Энвер заглянул в кабинет — там было сухо и жарко. Все в ослепительно синеватом свете. Как раз в эту минуту одна семисотка перегорела, киношники выключили аппаратуру и принялись заменять лампу…

— Снимайте, как вам угодно, — вежливо говорил Морозов, сидя в черном вращающемся кресле. — Я позировать не буду. Некогда. Товарищ Горяев, заходите! Вот, кстати, парторг механизаторов. Знакомьтесь.

Но им парторг ОМ, к счастью, не был нужен. Им был нужен главный инженер, только что вернувшийся из Франции, Бельгии, ФРГ, этот невысокий, очень худой человек со впалыми синими глазами и черной плоской бородкой. Голова с заметной сединой. Одет он был в вельветовый потертый светло-коричневый костюмчик, на светлой рубашке резко выделялся черный галстук. Киношникам был нужен этот гениальный «технарь», второй человек по рангу на берегах Камы…

Снова вспыхнул яркий свет киносъемки. Секретарша внесла ворох телеграмм, Морозов стал быстро их разбирать…

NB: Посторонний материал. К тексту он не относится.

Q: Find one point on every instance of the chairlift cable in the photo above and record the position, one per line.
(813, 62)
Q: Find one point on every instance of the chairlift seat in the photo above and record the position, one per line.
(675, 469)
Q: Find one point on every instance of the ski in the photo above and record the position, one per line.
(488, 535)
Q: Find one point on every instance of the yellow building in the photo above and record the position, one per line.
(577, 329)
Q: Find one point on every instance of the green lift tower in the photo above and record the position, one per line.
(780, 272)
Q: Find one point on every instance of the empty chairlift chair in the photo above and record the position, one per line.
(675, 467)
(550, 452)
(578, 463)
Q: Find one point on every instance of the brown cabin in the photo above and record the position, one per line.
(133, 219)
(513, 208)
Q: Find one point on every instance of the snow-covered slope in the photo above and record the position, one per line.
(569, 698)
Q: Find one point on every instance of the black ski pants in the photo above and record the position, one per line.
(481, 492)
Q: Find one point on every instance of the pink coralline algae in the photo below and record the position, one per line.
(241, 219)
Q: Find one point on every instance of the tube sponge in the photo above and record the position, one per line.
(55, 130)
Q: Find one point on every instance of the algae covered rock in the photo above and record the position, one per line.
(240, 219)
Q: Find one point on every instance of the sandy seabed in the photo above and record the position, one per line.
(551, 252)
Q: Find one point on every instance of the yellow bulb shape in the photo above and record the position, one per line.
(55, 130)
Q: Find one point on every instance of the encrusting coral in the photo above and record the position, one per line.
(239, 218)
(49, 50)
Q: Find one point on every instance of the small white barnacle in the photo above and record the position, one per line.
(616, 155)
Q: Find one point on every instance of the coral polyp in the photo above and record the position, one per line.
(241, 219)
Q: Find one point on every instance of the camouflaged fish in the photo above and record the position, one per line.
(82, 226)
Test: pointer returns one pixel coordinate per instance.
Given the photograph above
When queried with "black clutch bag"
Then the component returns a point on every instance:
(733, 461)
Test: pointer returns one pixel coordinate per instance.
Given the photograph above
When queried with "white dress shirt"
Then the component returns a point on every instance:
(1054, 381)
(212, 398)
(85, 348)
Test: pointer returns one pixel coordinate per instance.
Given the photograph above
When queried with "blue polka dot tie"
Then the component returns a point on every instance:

— Вам отгружены… так… составы… вагоны пятьсот двенадцать, сто пять, шесть, семь… Фая, соедините меня с Ковалевым. Так… Ковалев, завтра встречай. Алло? Междугородная? Кто? А-а-а… — Камеру остановили. Морозов отодвинул бумаги. Видно было, как он наливается негодованием, сжимает губы, резко произносит: — Да я с самого начала знал, что вы нам поставки сорвете! Поэтому и заказал еще в Ленинграде и Киеве! А это не ваше дело, кто будет платить… А, собственно, почему вы звоните? Это мы должны звонить, требовать! А мы не звоним, зная, какой у вас непорядок, мягко говоря, с обязательствами. Мне… мне… что мне ваши обиды?! Я думал, вы сообщите, что отгрузили электрооборудование… Нет?! — Морозов положил трубку, поднял снова. — Девушка, с этим абонентом больше не соединять. Да? Алло?.. Дайте срочно Киев.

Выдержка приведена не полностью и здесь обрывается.